Wir gingen tatsächlich zu ihm, auch wenn er mich unterwegs darauf vorbereitete, dass bei ihm das Umzugschaos tobte. Er war erst vor zwei Wochen eingezogen und entsprechend sah es auch aus. Er hatte noch kein Bett und kaum Möbel, nachts schlief er auf einem Matratzenlager und genau hier landeten wir, noch vor dem ersten Kaffee. Wir hatten kaum die Tür hinter uns zugezogen, als ich bereits einen Schritt auf ihn zu machte und ihm meine Hände um den Hals schlang. War er im ersten Moment noch verwirrt, vergaß er dieses Gefühl spätestens, als ich ihm selbstbewusst meine Hand in den Schritt legte und seinen Schwanz durch die Hose massierte. "Du fühlst dich gut an", wisperte ich und jetzt gab es auch für ihn keine Scheu mehr. Er streichelte meinen Körper so intensiv und zärtlich, wie es lange kein Mann mehr getan hatte. Stück für Stück zog er mich aus, küsste meinen Hals, streifte mit seiner Zunge über meine Nippel, saugte an meinen Brüsten und streichelte dabei mit feuchten Fingern den pulsierenden Kitzler zwischen meinen Schenkeln. Ich lag völlig nackt vor ihm auf der Matratze und ließ mich einfach treiben. Als sein Kopf nach unten wanderte und er mich plötzlich auf den Bauch drehte, hob ich von selbst den Po, so dass er meinen Arsch lecken konnte.

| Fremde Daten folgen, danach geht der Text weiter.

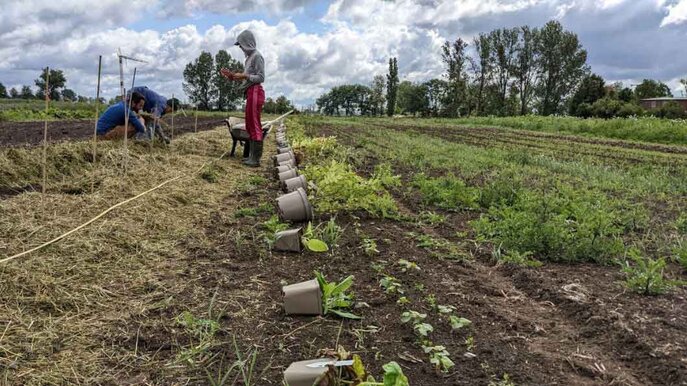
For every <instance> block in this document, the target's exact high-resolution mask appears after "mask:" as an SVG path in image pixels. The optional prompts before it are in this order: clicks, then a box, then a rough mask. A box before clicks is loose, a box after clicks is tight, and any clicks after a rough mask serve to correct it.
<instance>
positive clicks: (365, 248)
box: [360, 237, 379, 256]
mask: <svg viewBox="0 0 687 386" xmlns="http://www.w3.org/2000/svg"><path fill="white" fill-rule="evenodd" d="M360 248H362V250H363V251H364V252H365V254H366V255H368V256H374V255H376V254H378V253H379V250H378V249H377V241H376V240H375V239H371V238H367V237H364V238H363V239H362V245H361V246H360Z"/></svg>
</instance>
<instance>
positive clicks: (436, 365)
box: [422, 345, 455, 373]
mask: <svg viewBox="0 0 687 386" xmlns="http://www.w3.org/2000/svg"><path fill="white" fill-rule="evenodd" d="M422 351H424V352H425V354H429V362H430V363H431V364H433V365H434V367H435V368H436V369H437V370H439V371H441V372H444V373H445V372H447V371H449V370H450V369H451V368H453V366H455V363H453V361H452V360H451V357H450V355H449V353H448V351H446V347H444V346H429V345H423V346H422Z"/></svg>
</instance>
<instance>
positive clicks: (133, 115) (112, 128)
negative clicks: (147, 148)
mask: <svg viewBox="0 0 687 386" xmlns="http://www.w3.org/2000/svg"><path fill="white" fill-rule="evenodd" d="M129 98H130V99H131V109H129V106H128V105H127V103H129V100H128V99H127V100H126V101H121V102H119V103H115V104H114V105H112V106H110V107H108V108H107V110H105V112H103V114H102V115H101V116H100V118H99V119H98V126H97V129H96V134H97V135H98V138H100V139H120V138H124V136H125V135H126V136H127V137H131V136H132V135H134V133H136V135H135V136H134V139H135V140H137V141H149V140H150V136H149V135H148V133H146V127H145V121H144V120H143V118H141V117H139V116H138V115H137V114H136V113H138V112H139V111H141V109H142V108H143V105H144V104H145V97H143V95H141V94H139V93H137V92H134V93H131V96H130V97H129ZM127 113H128V115H129V126H128V127H125V126H124V122H125V119H126V114H127Z"/></svg>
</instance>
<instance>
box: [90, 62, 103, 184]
mask: <svg viewBox="0 0 687 386" xmlns="http://www.w3.org/2000/svg"><path fill="white" fill-rule="evenodd" d="M102 65H103V56H102V55H100V56H98V86H97V87H96V89H95V123H94V125H93V172H94V173H95V160H96V158H95V157H96V146H97V145H96V144H97V142H98V115H99V114H100V111H98V107H99V106H98V104H99V103H100V73H101V70H102ZM92 177H93V178H92V179H91V193H93V192H94V191H95V176H92Z"/></svg>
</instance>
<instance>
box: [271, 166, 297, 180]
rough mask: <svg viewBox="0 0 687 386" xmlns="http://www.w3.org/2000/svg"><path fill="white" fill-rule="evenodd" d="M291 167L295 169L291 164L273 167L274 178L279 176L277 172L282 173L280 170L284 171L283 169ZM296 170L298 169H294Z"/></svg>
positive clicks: (289, 167) (278, 177)
mask: <svg viewBox="0 0 687 386" xmlns="http://www.w3.org/2000/svg"><path fill="white" fill-rule="evenodd" d="M291 169H296V168H294V167H293V166H289V165H283V166H277V167H275V168H274V176H275V177H276V178H279V173H282V172H285V171H287V170H291ZM296 171H298V169H296ZM296 175H298V173H296Z"/></svg>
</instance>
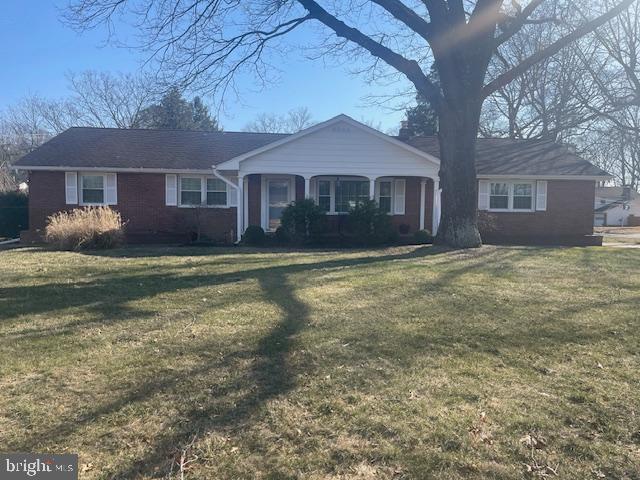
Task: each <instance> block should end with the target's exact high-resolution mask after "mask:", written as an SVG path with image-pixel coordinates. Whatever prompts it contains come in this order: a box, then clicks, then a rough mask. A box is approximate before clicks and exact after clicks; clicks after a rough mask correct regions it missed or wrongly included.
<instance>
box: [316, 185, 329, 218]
mask: <svg viewBox="0 0 640 480" xmlns="http://www.w3.org/2000/svg"><path fill="white" fill-rule="evenodd" d="M318 205H319V206H320V208H322V209H323V210H324V211H325V212H329V211H331V181H330V180H318Z"/></svg>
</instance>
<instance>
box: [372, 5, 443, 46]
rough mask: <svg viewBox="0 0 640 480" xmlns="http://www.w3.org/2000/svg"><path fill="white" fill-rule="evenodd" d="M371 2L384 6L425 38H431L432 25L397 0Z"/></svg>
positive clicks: (379, 5) (394, 17)
mask: <svg viewBox="0 0 640 480" xmlns="http://www.w3.org/2000/svg"><path fill="white" fill-rule="evenodd" d="M372 2H373V3H375V4H376V5H379V6H380V7H382V8H384V9H385V10H386V11H387V12H389V13H390V14H391V15H392V16H393V18H395V19H396V20H398V21H400V22H402V23H404V24H405V25H406V26H407V27H409V28H410V29H411V30H413V31H414V32H416V33H417V34H418V35H420V36H421V37H422V38H424V39H425V40H427V41H429V40H431V37H432V33H433V32H432V25H431V24H430V23H429V22H427V21H426V20H424V19H423V18H422V17H420V15H418V14H417V13H416V12H414V11H413V10H411V9H410V8H408V7H407V6H405V5H404V4H403V3H402V2H400V1H399V0H372Z"/></svg>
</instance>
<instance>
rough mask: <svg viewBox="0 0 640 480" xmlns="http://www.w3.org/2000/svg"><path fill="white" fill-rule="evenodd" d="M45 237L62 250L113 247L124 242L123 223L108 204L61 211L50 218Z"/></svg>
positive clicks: (117, 213)
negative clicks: (80, 208)
mask: <svg viewBox="0 0 640 480" xmlns="http://www.w3.org/2000/svg"><path fill="white" fill-rule="evenodd" d="M45 241H46V242H47V243H50V244H52V245H54V246H55V247H56V248H59V249H62V250H93V249H106V248H114V247H117V246H119V245H121V244H122V243H123V242H124V224H123V222H122V217H121V216H120V214H119V213H118V212H116V211H115V210H112V209H111V208H109V207H89V208H81V209H75V210H72V211H70V212H59V213H56V214H54V215H51V216H50V217H49V218H48V219H47V228H46V233H45Z"/></svg>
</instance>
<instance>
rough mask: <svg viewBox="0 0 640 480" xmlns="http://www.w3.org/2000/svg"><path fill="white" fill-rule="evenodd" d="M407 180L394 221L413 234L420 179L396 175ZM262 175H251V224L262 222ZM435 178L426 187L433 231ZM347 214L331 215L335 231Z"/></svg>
mask: <svg viewBox="0 0 640 480" xmlns="http://www.w3.org/2000/svg"><path fill="white" fill-rule="evenodd" d="M396 178H404V179H405V180H406V192H405V214H404V215H393V216H392V217H391V218H392V222H393V224H394V225H395V226H396V227H400V226H401V225H407V226H408V227H409V235H413V233H415V232H416V231H417V230H419V228H420V179H419V178H417V177H396ZM261 188H262V185H261V175H249V191H248V193H247V198H248V203H249V225H260V224H261V215H260V213H261V205H260V202H261ZM295 189H296V191H295V196H294V198H295V199H296V200H302V199H304V178H303V177H301V176H296V179H295ZM432 205H433V180H427V184H426V188H425V222H424V225H425V228H426V229H428V230H429V231H431V228H432V225H431V219H432V218H433V217H432V214H433V208H432ZM345 220H346V216H345V215H330V216H329V226H330V228H331V229H332V230H334V231H340V230H341V229H342V228H344V222H345Z"/></svg>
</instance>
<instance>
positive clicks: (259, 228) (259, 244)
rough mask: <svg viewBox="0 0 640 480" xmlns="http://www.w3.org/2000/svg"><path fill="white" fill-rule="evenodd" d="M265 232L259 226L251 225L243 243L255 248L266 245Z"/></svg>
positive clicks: (257, 225) (250, 225)
mask: <svg viewBox="0 0 640 480" xmlns="http://www.w3.org/2000/svg"><path fill="white" fill-rule="evenodd" d="M264 240H265V235H264V230H263V229H262V227H261V226H259V225H249V226H248V227H247V229H246V230H245V231H244V234H243V235H242V243H244V244H245V245H250V246H253V247H258V246H260V245H264Z"/></svg>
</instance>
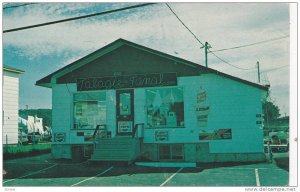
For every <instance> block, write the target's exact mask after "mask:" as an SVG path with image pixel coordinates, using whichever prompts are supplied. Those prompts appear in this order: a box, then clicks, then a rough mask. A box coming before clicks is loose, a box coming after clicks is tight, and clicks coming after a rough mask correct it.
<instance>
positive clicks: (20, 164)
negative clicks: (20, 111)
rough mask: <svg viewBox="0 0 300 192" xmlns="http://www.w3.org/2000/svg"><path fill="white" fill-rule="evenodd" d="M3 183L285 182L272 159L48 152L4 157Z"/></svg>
mask: <svg viewBox="0 0 300 192" xmlns="http://www.w3.org/2000/svg"><path fill="white" fill-rule="evenodd" d="M3 166H4V167H3V168H4V171H5V173H6V174H4V180H3V186H287V185H288V172H287V171H286V170H284V169H281V168H279V167H277V166H276V164H275V163H273V164H268V163H259V164H249V165H231V166H226V167H210V168H207V167H198V168H157V167H144V166H136V165H130V166H120V165H119V166H118V165H101V164H91V163H89V162H83V163H77V164H76V163H71V162H68V161H54V160H52V159H51V155H50V154H46V155H41V156H36V157H30V158H22V159H15V160H7V161H4V165H3Z"/></svg>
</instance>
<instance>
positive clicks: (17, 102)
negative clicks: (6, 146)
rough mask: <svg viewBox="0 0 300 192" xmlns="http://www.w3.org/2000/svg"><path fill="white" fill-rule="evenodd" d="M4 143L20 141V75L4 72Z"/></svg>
mask: <svg viewBox="0 0 300 192" xmlns="http://www.w3.org/2000/svg"><path fill="white" fill-rule="evenodd" d="M2 102H3V132H2V134H3V135H2V142H3V144H17V143H18V109H19V77H18V74H16V73H11V72H7V71H4V72H3V100H2Z"/></svg>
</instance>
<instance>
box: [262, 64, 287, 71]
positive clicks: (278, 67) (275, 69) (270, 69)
mask: <svg viewBox="0 0 300 192" xmlns="http://www.w3.org/2000/svg"><path fill="white" fill-rule="evenodd" d="M288 66H289V65H283V66H280V67H277V68H274V69H268V70H264V71H262V72H270V71H275V70H278V69H282V68H285V67H288Z"/></svg>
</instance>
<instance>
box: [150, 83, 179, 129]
mask: <svg viewBox="0 0 300 192" xmlns="http://www.w3.org/2000/svg"><path fill="white" fill-rule="evenodd" d="M146 98H147V127H148V128H155V127H159V128H161V127H183V126H184V106H183V88H181V87H175V88H160V89H147V90H146Z"/></svg>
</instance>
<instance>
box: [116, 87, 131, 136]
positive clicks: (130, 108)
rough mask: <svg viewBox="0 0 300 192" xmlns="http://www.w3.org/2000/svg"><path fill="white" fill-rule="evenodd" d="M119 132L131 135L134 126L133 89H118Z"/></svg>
mask: <svg viewBox="0 0 300 192" xmlns="http://www.w3.org/2000/svg"><path fill="white" fill-rule="evenodd" d="M116 98H117V134H118V135H131V134H132V130H133V126H134V105H133V89H126V90H117V91H116Z"/></svg>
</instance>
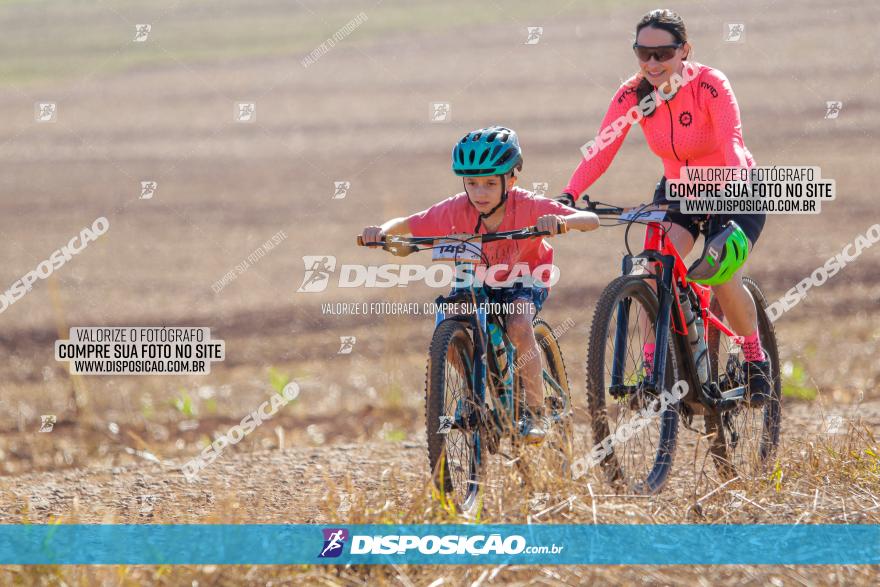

Das Gefühl, eine Zunge an meinem Hintertürchen zu fühlen, überwältigte mich, so etwas hatte ich noch nie erlebt. Als er mich fragte, ob er meinen Arsch ficken dürfe, sagte ich wie selbstverständlich ja. Er leckte mich lange und ausdauernd, schob zwischendurch einen Finger in meine enge Rosette und bereitete mich behutsam auf den ersten Analsex meines Lebens vor. Ich stöhnte vor Gier, als ich seinen Schwanz an meinem Arschloch fühlte und als er mich noch einmal fragte, ob ich bereit sei, schob ich mich ihm bereits begierig entgegen. Entgegen meiner Annahme fühlte ich keinerlei Schmerz, als er mit seinem großen Schwanz in mich eindrang und als er sich langsam zu bewegen begann, spürte ich ein kräftiges Pochen in meiner Möse. Ich griff zu meiner feuchten Spalte und rieb meinen Kitzler, während er meinen Arsch immer stärker penetrierte. Es dauerte nicht lang und ich war bereits so weit und erlebte einen unvorstellbar intensiven Höhepunkt. Er fragte mich ob er aufhören solle doch ich feuerte ihn an, mir sein Sperma in meinen Arsch zu spritzen. Das ließ er sich nicht zweimal sagen und ich kam noch einmal, als sich seine warme Flut in mir entlud. Diese Nacht verbrachte ich bei Felix und es war nicht die letzte, es folgen viele diskrete Treffen mit ihm und eine bis heute andauernde Affäre.